The research community is split (at least) in two. Again, I will play the devil's advocate and exaggerate to make the point: On the one side, we have the MBSE/MDSE people claiming that models are the future and everybody still working on code just hasn't realised that. On the other side, we have the code people (e.g. in the maintenance community) who only analyse source code and ignore what these MBSE/MDSE people are doing for the most part. In the end, I believe, that leads to duplications of efforts, misunderstandings in reviews of papers and project proposals as well as a very confusing picture for practitioners. I don't think we project a consistent vision of how software engineering should be done in the future.

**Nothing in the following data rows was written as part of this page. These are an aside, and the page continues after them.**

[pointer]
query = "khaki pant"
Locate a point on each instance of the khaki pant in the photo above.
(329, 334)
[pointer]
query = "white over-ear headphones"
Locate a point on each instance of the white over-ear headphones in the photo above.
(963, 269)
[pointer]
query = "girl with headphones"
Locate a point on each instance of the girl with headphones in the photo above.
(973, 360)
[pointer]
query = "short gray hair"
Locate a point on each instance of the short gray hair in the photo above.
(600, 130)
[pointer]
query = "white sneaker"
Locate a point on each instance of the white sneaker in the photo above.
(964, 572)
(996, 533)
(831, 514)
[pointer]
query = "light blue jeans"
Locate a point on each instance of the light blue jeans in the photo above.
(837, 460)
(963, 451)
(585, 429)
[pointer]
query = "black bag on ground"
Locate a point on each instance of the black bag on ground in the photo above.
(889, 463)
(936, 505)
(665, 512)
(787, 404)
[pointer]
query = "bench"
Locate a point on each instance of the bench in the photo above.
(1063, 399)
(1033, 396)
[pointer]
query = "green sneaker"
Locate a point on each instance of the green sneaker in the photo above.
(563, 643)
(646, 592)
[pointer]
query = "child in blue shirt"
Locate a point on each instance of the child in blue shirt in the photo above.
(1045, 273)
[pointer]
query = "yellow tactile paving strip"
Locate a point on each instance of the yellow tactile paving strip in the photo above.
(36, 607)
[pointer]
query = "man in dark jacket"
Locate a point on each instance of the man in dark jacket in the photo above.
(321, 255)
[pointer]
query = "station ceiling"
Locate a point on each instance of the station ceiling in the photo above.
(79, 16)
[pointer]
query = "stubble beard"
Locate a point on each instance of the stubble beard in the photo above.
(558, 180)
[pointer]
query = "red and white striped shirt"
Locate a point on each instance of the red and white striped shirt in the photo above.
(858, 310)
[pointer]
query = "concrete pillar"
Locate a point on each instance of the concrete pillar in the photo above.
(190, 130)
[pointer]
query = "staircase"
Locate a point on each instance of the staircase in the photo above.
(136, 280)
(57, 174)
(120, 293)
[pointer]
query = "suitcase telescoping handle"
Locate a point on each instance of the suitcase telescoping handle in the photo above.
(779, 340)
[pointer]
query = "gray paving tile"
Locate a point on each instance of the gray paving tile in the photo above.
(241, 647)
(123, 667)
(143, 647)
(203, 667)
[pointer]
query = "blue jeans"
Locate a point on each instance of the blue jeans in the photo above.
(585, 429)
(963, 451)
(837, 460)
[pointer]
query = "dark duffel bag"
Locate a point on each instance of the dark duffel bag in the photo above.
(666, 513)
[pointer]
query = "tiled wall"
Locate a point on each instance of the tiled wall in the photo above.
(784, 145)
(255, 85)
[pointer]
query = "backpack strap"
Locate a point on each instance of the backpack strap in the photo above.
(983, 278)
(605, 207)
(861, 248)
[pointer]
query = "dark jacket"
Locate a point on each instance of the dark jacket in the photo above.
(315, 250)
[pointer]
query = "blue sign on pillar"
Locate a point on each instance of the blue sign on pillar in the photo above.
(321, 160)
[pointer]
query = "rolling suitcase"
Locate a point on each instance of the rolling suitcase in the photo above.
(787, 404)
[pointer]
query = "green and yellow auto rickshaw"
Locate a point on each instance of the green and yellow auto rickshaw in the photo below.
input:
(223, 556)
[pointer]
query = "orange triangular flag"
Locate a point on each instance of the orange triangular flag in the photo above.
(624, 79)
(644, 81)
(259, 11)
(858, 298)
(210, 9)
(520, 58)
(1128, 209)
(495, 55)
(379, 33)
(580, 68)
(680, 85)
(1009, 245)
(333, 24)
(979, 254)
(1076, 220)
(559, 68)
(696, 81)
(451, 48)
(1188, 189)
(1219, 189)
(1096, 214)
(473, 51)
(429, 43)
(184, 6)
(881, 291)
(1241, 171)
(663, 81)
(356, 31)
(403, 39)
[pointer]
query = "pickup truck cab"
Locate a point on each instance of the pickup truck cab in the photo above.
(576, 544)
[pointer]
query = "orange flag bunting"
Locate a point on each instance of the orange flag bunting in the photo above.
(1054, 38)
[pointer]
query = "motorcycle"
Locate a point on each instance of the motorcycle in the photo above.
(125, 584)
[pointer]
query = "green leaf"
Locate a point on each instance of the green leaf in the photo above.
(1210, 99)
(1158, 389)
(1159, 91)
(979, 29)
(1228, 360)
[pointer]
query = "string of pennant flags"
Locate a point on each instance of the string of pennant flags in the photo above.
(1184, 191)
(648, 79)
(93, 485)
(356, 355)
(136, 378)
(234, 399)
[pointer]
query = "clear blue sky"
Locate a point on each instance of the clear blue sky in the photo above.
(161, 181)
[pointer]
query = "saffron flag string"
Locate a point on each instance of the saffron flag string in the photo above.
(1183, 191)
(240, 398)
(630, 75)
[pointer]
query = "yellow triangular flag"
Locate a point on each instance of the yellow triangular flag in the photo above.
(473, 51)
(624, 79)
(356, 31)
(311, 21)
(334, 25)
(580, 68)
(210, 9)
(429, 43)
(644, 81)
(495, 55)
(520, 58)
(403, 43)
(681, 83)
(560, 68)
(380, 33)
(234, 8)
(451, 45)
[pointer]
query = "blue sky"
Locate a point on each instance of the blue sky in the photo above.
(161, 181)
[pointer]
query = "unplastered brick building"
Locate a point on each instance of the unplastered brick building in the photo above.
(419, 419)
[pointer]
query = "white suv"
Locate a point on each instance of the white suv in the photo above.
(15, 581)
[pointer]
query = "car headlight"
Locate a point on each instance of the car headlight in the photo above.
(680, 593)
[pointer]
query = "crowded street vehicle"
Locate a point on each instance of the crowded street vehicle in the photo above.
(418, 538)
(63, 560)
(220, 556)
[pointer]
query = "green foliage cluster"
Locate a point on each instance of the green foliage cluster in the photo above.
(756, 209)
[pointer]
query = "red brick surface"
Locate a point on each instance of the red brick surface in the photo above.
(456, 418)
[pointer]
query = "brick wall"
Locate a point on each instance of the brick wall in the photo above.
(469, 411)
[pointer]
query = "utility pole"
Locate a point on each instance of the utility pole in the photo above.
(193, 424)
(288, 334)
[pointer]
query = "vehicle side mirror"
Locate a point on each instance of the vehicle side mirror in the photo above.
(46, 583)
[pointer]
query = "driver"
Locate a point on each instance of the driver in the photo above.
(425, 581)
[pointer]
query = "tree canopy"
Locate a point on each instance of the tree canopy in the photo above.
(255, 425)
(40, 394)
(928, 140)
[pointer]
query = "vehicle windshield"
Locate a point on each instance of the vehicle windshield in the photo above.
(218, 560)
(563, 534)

In summary, I believe that the extensive use of the terms "model-based" and "model-driven" in the software engineering community has done more harm than good. When I read that a method is model-based, I don't know if that means it uses graphical diagrams, it just uses additional artefacts or it is based on formalisations. I would be happy if my little rant here serves as the starting point in our community to bring the two fractions together so that we can work jointly on the next generation of software engineering methods, techniques and tools.